Ce déficit n’est pas près de se résorber. Selon les statistiques combinées de DuProprio.com et de l’APCIQ, en date d’août 2021, l’offre de propriété à vendre a encore reculé de 6% par rapport à août 2020.
«Il manque tellement de maisons sur le marché que l’on devra attendre longtemps avant de retrouver un équilibre», estime pour sa part Darren King, économiste à la Banque Nationale.
Si le manque criant de maisons existait bien avant la pandémie, le phénomène a continué de s’accentuer pendant celle-ci. On traînerait même ce déficit depuis au moins 15 ans, selon Charles Brant.
«Il faudrait l’équivalent d’une année de construction d’unités de logement instantanément disponibles sur le marché pour compenser ce déficit et revenir à un équilibre», affirme-t-il.

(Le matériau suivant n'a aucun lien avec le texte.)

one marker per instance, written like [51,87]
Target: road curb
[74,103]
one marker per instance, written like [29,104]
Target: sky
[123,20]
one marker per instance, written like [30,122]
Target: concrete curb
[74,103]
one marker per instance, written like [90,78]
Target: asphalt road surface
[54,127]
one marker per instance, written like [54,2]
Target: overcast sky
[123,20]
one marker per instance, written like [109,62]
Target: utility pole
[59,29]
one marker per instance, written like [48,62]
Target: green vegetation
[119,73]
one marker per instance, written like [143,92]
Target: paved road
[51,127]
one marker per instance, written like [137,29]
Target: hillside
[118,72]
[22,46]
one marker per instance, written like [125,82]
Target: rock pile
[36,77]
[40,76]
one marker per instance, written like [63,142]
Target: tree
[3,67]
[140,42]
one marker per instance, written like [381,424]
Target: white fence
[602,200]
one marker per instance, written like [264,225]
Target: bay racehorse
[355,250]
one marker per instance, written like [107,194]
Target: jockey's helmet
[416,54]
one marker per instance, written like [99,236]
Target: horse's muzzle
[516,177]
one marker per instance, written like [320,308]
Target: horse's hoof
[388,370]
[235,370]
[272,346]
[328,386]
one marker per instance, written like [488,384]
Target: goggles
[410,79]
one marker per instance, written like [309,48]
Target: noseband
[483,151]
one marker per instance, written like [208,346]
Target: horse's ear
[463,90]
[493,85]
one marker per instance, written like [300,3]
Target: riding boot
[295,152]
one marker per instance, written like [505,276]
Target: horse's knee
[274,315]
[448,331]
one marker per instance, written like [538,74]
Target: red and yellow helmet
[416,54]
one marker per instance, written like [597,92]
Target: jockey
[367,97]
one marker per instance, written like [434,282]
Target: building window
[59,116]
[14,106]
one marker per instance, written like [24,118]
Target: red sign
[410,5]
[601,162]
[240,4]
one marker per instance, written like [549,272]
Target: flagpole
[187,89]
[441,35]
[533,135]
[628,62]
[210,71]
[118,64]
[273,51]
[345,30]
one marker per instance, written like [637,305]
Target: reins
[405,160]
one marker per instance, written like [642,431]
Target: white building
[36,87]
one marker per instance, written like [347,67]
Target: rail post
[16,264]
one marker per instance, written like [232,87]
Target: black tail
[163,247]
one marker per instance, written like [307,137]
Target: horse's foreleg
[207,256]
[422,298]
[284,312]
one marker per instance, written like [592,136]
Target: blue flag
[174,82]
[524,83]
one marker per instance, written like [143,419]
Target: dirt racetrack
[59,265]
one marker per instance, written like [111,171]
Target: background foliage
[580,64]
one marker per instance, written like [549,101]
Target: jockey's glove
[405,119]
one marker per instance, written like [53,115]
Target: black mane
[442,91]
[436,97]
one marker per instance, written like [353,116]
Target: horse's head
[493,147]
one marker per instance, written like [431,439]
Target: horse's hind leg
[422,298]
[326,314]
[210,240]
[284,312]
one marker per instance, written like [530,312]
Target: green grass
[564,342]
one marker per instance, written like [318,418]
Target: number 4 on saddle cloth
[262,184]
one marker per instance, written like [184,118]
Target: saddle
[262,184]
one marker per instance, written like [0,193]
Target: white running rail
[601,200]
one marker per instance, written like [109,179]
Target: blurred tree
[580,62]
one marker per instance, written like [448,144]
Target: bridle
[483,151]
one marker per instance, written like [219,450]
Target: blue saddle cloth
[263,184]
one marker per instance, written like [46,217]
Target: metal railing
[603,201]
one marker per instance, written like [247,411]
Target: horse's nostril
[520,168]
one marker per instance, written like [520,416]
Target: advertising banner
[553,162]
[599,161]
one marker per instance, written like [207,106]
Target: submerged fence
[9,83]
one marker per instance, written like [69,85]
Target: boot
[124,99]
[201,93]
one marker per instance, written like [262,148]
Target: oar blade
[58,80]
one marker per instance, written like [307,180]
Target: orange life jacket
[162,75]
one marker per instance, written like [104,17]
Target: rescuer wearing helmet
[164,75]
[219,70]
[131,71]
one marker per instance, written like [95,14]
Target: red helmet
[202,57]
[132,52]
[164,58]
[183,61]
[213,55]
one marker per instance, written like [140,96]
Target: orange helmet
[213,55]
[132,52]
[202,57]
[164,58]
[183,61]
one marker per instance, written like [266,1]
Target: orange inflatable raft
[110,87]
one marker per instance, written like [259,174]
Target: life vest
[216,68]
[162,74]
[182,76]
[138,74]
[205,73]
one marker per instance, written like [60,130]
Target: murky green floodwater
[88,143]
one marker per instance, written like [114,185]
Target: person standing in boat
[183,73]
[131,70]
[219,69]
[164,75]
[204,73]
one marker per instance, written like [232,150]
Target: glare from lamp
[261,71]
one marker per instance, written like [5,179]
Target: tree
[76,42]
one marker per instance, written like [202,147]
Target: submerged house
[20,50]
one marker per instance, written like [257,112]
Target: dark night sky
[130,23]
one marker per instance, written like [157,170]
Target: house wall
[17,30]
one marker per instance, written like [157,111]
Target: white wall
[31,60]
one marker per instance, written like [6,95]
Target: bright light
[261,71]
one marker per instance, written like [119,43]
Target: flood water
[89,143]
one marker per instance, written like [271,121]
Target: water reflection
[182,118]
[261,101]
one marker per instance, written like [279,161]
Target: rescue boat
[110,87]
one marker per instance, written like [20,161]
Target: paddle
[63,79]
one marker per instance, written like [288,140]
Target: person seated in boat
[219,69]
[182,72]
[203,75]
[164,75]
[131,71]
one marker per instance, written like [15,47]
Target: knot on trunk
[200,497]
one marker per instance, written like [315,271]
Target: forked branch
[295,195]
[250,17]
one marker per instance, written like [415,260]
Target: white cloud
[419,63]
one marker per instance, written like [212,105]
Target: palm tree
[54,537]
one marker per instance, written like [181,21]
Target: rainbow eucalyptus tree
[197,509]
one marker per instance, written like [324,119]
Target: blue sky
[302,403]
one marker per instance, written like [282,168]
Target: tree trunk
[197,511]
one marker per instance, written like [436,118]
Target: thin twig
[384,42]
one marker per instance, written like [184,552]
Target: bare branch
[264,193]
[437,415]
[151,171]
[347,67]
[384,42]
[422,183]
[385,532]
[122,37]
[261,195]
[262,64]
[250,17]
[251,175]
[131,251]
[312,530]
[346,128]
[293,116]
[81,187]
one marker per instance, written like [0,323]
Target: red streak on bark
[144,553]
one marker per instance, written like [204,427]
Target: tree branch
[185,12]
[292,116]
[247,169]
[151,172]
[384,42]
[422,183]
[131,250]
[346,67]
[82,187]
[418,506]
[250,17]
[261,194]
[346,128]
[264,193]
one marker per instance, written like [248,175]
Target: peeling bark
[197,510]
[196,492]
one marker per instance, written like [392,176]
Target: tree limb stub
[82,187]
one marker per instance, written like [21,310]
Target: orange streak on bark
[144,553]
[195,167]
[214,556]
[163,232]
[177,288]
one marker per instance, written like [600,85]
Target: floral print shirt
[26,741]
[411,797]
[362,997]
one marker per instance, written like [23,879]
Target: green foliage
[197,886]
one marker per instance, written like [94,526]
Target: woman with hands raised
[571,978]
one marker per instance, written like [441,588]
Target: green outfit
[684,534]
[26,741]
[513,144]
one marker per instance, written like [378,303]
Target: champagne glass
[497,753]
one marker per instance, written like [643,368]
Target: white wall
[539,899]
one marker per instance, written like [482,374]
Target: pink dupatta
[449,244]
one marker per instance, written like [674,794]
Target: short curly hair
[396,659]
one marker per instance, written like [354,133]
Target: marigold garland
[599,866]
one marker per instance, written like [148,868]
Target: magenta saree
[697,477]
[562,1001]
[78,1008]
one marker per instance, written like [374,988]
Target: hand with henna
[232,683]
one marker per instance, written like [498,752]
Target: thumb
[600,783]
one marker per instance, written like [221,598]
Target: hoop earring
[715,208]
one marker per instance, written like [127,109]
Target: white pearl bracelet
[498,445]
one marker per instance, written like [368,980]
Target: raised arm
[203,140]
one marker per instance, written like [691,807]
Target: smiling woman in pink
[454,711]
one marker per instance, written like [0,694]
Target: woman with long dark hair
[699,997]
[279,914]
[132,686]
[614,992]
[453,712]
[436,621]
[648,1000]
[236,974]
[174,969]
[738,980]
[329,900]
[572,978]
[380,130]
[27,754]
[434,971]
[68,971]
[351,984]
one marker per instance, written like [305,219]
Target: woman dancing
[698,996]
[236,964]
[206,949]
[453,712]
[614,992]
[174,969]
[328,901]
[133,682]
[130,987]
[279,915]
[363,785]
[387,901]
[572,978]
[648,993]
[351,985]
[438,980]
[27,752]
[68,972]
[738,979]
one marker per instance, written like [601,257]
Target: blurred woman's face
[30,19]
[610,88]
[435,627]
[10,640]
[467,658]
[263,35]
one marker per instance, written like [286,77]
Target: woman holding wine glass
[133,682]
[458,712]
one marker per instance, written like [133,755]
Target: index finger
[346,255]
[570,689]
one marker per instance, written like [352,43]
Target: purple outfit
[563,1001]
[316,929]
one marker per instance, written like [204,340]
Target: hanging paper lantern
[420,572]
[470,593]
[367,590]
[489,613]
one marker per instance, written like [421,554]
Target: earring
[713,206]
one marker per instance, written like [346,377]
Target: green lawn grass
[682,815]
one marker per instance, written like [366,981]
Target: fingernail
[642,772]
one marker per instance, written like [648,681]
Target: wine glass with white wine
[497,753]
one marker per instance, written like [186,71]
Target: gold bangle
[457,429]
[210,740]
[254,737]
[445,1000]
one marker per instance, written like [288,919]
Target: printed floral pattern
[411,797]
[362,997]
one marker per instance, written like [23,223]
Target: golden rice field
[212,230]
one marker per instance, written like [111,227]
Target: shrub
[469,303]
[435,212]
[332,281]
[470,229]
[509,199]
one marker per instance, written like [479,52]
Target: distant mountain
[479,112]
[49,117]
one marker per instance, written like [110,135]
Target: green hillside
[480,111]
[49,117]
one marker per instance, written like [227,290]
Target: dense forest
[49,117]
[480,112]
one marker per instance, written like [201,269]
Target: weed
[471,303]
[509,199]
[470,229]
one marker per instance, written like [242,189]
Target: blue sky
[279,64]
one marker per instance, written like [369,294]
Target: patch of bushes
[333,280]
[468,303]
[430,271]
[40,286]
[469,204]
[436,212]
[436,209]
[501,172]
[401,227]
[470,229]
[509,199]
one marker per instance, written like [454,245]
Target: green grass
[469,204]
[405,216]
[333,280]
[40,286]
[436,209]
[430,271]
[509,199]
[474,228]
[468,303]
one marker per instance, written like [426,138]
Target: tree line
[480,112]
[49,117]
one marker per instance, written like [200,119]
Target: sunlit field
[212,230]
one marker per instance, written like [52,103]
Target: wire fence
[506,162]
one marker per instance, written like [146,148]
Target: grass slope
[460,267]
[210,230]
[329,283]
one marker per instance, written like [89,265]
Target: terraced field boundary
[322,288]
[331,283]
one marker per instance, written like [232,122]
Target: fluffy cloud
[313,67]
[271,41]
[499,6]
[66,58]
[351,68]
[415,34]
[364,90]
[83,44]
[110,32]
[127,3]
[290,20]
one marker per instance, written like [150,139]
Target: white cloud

Ce déficit de l’offre se traduit en surenchères multiples, effet accélérateur de la hausse des prix, considérées comme très dangereuses pour l’économie.
Combinés à cette rareté, les taux d’intérêt historiquement bas contribuent à accentuer ce phénomène qu’on qualifie désormais de «bulle immobilière». Évidemment, ils stimulent la demande puisqu’ils permettent une capacité d’emprunt accrue. Ce n’est donc pas pour rien que les transactions se sont scellées si rapidement le printemps dernier.
Signe d’un ralentissement?
Charles Brant croit que l’on atteint cependant un plafond d’«abordabilité» qui fait en sorte que le bassin d’acheteurs potentiels se réduit.
«L’abordabilité est en train de se détériorer, ce qui explique que l’on voit une accélération moins forte que ce qu’on a connu au cours des derniers mois.»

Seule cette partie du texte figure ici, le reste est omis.